Lemon Bars with Shortbread Crust

You only need 7 ingredients to make these lemon bars. The lemon curd filling is extra thick and creamy and sits on an irresistible butter shortbread crust. Always bake lemon bars at a lower temperature to avoid over-baking. They’re simply the best lemon bars and are perfect for picnics, bake sales, spring brunches, baby showers, and bridal showers.

Lemon bars with shortbread crust

Today I’m teaching you how to make lemon bars. I love this lemon dessert recipe so much that I published it in my 1st cookbook, Sally’s Baking Addiction. These are the best lemon bars and I don’t use that statement lightly. After 1 taste, I’m confident you’ll agree. Everyone needs this recipe.

The process is pretty simple and I’m walking you through each step in the video tutorial below. Pick up some fresh citrus and let’s get baking. Spring is in the air!

Lemon bars

Video Tutorial: Lemon Bars

These are classic lemon bars featuring a soft butter shortbread crust and a tangy sweet lemon curd filling that’s baked to the perfect consistency. The lemon layer is thick and substantial, not thin or flimsy like most other lemon bar recipes.

Only 7 Ingredients in these Lemon Bars

  1. Butter: Melted butter is the base of the shortbread crust.
  2. Sugar: Sugar sweetens the crust and lemon curd filling layers. Not only this, it works with the eggs to set up the lemon filling. If reduced, the filling will be too wet.
  3. Flour: Flour is also used in both layers. Like sugar, it gives structure to the lemon filling. These days, I add slightly more flour to the shortbread crust compared to my cookbook version. You can get away with 2 cups, but an extra 2 Tablespoons really helps solidify the foundation of the lemon bars.
  4. Vanilla Extract: I use 2 teaspoons of vanilla extract in the shortbread crust. Not many lemon bar recipes call for vanilla extract and I promise you it’s my best kept secret.
  5. Salt: Without salt, the crust would be too sweet.
  6. Eggs: Eggs are most of the structure. Without them, you have lemon soup!
  7. Lemon Juice: I highly recommend using lemon juice squeezed from fresh lemons. You can also use another citrus like blood orange, grapefruit, or lime juice.
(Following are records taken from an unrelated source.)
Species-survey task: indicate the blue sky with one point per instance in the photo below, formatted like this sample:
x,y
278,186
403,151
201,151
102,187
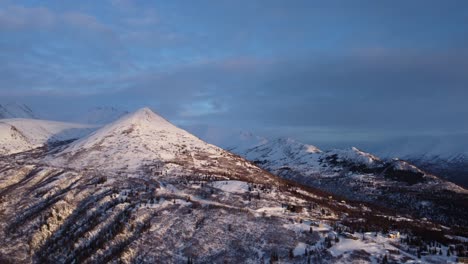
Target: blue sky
x,y
329,72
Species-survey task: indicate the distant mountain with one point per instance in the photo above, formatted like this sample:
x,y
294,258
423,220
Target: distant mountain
x,y
16,110
141,190
19,134
358,175
102,115
233,140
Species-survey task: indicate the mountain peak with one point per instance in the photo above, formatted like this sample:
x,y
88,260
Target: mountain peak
x,y
137,137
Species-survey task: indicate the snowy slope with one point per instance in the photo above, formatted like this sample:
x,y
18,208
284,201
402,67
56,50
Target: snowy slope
x,y
446,156
18,134
142,190
16,110
102,115
233,140
144,139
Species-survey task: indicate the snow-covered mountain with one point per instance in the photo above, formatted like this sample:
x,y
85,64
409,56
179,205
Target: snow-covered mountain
x,y
16,110
19,134
445,156
143,139
237,141
141,190
101,115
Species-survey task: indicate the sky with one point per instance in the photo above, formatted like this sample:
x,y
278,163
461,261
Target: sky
x,y
325,72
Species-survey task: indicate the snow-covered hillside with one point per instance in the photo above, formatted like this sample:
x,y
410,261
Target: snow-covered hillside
x,y
141,190
102,115
18,134
233,140
357,175
16,110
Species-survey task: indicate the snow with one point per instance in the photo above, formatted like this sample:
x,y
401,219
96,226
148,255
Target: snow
x,y
354,155
19,134
102,115
136,137
16,110
300,248
232,186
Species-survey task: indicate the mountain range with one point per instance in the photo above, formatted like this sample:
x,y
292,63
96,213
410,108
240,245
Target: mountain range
x,y
141,190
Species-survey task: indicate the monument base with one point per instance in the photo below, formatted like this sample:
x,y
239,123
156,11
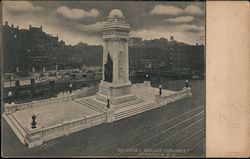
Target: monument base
x,y
116,94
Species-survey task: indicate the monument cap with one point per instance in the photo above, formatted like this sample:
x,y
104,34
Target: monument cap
x,y
116,13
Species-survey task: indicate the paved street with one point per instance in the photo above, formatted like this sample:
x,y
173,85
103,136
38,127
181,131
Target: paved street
x,y
177,129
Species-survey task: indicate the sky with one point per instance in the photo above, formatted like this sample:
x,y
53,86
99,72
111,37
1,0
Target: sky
x,y
76,21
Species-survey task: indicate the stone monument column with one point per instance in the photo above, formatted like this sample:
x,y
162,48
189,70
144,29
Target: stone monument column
x,y
115,84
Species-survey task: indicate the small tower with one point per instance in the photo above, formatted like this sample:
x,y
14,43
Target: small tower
x,y
115,84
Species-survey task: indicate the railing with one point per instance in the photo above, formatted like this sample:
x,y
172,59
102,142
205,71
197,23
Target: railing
x,y
66,128
42,102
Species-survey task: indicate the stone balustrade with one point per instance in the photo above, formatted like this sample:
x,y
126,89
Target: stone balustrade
x,y
11,108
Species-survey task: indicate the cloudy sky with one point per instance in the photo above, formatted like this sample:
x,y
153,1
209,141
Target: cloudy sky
x,y
76,21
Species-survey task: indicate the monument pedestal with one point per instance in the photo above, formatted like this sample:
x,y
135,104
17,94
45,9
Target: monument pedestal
x,y
115,93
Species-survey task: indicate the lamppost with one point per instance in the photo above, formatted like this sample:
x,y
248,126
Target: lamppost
x,y
10,97
147,79
186,83
108,103
160,88
70,88
11,78
33,124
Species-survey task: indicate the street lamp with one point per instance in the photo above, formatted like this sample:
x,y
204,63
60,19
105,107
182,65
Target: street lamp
x,y
70,88
10,97
186,83
108,103
160,88
11,78
33,124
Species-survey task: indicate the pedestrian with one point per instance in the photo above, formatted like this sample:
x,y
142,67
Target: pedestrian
x,y
186,83
160,88
70,88
108,104
10,96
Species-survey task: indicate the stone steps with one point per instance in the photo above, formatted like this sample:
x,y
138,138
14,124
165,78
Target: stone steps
x,y
136,110
128,103
18,130
93,105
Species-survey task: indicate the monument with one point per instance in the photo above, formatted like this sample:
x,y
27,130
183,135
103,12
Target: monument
x,y
115,84
117,97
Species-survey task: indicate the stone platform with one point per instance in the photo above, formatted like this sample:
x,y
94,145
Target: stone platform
x,y
65,115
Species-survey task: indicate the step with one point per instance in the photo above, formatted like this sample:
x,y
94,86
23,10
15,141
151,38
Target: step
x,y
145,107
18,125
15,129
128,103
90,106
136,110
95,104
136,107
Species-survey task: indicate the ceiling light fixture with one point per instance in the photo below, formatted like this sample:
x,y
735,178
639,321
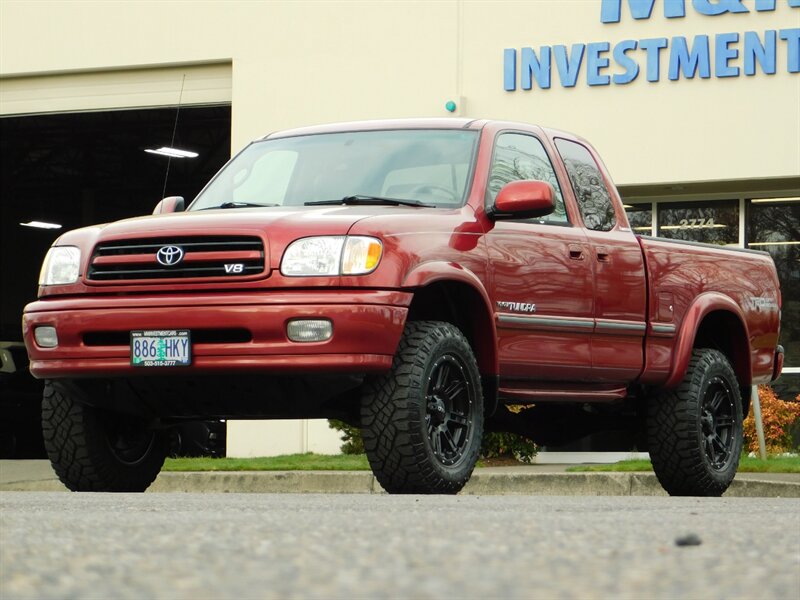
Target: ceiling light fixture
x,y
172,152
773,243
41,225
760,200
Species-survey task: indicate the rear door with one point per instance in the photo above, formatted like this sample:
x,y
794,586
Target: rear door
x,y
620,292
541,274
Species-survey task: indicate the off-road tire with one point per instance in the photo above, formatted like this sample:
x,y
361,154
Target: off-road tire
x,y
80,441
405,443
680,426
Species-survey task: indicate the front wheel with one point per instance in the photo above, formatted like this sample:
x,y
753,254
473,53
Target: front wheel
x,y
423,421
93,450
695,431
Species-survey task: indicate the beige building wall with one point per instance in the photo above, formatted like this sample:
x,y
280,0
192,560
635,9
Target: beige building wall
x,y
297,63
293,63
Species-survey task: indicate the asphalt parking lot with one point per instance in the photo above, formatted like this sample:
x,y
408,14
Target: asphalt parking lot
x,y
377,546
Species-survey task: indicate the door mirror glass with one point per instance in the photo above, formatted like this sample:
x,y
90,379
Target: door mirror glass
x,y
170,204
525,199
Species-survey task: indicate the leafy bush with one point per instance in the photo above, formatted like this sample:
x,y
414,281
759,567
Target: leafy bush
x,y
777,416
508,445
493,445
351,436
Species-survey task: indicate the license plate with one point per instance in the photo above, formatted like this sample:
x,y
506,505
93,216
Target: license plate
x,y
161,348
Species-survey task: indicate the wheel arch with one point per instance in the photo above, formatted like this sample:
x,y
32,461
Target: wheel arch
x,y
448,292
713,321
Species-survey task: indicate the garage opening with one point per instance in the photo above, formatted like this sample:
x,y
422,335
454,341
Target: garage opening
x,y
68,170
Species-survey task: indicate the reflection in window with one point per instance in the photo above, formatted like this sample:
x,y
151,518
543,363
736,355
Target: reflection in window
x,y
517,157
595,205
713,222
775,228
640,216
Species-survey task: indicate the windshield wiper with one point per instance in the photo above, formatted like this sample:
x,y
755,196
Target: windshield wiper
x,y
364,200
237,205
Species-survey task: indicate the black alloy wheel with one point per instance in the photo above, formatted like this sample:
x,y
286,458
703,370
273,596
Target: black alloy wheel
x,y
716,419
423,420
93,450
448,409
694,431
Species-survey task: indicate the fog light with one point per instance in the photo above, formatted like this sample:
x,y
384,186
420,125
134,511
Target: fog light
x,y
309,330
46,337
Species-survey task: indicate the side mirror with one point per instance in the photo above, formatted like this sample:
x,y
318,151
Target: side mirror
x,y
525,199
170,204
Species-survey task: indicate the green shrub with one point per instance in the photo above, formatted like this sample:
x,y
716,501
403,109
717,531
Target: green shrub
x,y
493,445
508,445
777,417
351,436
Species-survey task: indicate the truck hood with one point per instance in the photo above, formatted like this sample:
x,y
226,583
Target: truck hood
x,y
279,227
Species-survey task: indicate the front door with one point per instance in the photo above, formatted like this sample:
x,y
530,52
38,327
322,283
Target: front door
x,y
541,276
620,280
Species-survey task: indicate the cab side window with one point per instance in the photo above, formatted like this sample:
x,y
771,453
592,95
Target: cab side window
x,y
518,156
594,202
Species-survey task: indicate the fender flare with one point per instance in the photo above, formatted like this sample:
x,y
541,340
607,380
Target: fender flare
x,y
702,306
426,273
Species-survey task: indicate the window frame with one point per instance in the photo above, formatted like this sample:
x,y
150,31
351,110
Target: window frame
x,y
618,223
548,154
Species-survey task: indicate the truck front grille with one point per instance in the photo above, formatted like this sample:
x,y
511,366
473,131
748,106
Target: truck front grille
x,y
229,257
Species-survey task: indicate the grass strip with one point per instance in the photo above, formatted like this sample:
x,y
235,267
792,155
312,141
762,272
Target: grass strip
x,y
776,464
287,462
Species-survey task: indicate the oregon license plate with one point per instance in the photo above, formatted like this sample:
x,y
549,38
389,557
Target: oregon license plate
x,y
161,348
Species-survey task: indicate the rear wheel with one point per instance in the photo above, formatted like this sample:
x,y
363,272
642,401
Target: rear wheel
x,y
695,431
423,421
93,450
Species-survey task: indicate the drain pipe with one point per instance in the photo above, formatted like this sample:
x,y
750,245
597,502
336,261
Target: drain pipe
x,y
756,404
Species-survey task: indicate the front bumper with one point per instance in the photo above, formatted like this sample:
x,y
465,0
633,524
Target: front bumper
x,y
92,332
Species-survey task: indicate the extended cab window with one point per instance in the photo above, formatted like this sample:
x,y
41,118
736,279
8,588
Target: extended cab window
x,y
594,203
518,156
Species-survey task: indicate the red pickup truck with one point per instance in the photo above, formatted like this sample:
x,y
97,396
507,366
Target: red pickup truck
x,y
413,278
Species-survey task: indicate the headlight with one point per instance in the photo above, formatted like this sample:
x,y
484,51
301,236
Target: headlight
x,y
331,255
61,266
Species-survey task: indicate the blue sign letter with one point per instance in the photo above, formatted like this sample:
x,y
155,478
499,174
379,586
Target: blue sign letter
x,y
531,65
792,37
754,51
594,62
706,7
510,69
640,9
626,62
569,67
680,58
723,54
653,48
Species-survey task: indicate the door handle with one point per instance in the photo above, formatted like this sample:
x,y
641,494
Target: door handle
x,y
575,252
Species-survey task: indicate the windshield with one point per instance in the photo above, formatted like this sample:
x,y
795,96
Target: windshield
x,y
430,166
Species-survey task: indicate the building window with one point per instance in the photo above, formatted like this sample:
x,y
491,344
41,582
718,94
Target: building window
x,y
712,222
640,216
774,226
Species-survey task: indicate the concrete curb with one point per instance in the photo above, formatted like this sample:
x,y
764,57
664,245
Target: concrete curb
x,y
481,484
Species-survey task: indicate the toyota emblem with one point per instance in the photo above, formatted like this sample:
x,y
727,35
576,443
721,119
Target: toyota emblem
x,y
169,255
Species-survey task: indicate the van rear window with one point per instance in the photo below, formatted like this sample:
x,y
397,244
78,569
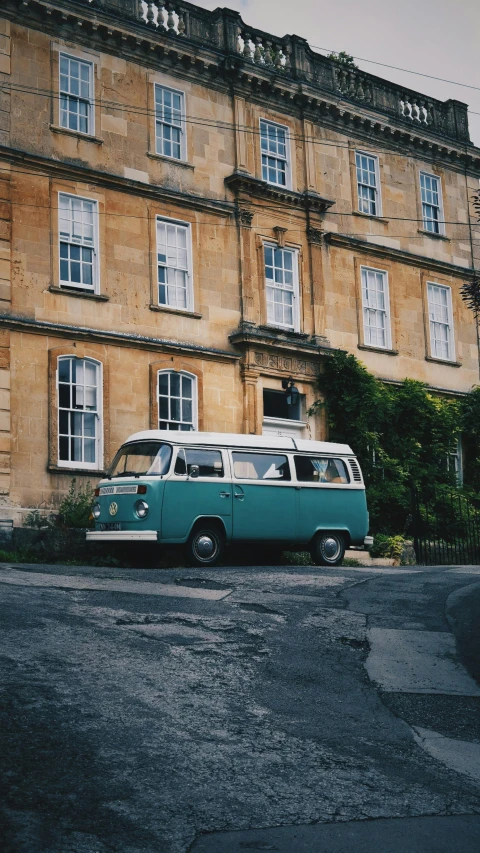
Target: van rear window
x,y
260,466
319,469
148,458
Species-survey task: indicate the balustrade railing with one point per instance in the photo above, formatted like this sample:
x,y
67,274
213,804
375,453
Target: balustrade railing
x,y
164,17
352,84
416,109
291,56
261,49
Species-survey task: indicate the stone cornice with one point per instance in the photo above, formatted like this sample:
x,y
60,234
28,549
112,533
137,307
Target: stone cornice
x,y
295,79
249,334
354,244
245,186
74,172
18,323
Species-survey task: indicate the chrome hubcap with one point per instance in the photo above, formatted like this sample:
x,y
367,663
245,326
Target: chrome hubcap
x,y
205,546
330,547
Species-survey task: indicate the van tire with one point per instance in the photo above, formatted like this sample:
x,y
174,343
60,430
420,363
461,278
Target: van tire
x,y
205,545
328,548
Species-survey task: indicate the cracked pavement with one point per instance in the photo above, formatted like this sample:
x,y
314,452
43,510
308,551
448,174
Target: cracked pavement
x,y
142,710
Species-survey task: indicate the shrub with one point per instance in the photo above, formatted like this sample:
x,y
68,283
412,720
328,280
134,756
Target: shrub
x,y
76,507
403,435
390,547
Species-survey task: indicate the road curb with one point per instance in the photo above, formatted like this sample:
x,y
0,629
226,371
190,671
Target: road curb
x,y
462,610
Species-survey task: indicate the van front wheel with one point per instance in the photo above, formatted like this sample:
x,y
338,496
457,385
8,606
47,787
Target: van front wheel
x,y
205,546
328,549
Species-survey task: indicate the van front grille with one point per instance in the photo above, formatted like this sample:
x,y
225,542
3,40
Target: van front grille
x,y
357,477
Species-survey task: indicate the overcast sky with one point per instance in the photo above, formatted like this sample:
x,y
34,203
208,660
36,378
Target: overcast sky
x,y
437,37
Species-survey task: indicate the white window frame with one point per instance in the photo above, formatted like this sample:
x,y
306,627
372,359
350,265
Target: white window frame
x,y
295,289
90,101
441,217
377,188
194,381
287,160
74,240
367,307
159,141
98,413
432,322
188,270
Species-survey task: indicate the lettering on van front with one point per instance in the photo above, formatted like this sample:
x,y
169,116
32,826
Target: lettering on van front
x,y
286,363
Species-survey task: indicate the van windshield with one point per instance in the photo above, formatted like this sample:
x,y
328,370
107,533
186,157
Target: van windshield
x,y
149,458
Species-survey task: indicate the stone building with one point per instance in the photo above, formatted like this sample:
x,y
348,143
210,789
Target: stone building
x,y
194,213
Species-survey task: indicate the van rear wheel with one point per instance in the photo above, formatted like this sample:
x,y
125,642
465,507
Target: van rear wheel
x,y
206,545
328,549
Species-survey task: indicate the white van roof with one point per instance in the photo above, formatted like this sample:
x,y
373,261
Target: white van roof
x,y
228,439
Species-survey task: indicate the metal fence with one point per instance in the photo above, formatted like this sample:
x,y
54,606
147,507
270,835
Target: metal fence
x,y
446,528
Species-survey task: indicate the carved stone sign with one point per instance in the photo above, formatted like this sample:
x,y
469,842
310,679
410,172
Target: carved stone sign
x,y
286,363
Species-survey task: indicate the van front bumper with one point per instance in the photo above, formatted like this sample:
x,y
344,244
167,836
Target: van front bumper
x,y
122,536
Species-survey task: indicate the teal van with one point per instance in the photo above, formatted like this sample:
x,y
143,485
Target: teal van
x,y
203,490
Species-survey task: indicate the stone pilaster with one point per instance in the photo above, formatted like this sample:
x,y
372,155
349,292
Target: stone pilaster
x,y
251,413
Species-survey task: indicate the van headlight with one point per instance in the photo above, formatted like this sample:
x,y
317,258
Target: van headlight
x,y
141,509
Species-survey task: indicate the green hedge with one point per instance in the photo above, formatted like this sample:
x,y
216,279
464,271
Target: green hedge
x,y
403,435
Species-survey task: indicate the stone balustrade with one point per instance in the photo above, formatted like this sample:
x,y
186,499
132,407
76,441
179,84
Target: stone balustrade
x,y
261,49
165,17
238,47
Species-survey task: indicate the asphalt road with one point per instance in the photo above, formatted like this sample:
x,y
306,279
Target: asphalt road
x,y
290,709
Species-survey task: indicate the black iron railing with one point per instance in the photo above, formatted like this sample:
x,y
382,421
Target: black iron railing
x,y
445,527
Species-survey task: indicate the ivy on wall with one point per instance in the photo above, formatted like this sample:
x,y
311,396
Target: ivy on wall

Lemon bars crust and batter

Lemon bars with powdered sugar on top

How to Make Lemon Bars in 5 Steps

  1. Prepare the crust: Mix all of the shortbread crust ingredients together, then press firmly into a 9×13 inch baking pan. Interested in a smaller batch? See my recipe note.
  2. Pre-bake: Pre-baking the crust guarantees it will hold up under the lemon layer.
  3. Prepare the filling: Whisk all of the filling ingredients together. No cooking on the stove!
  4. Bake: Pour the filling on the warm pre-baked crust, then bake for around 20 minutes or until the center is just about set. I slightly increased the baking temperature from my cookbook version. Either temperatures work, but 325°F is preferred.
  5. Cool: I usually cool the lemon bars for about 1 hour at room temperature, then stick the whole pan in the refrigerator for 1-2 more hours until relatively chilled. They’re wonderful cold and with a dusting of confectioners’ sugar on top!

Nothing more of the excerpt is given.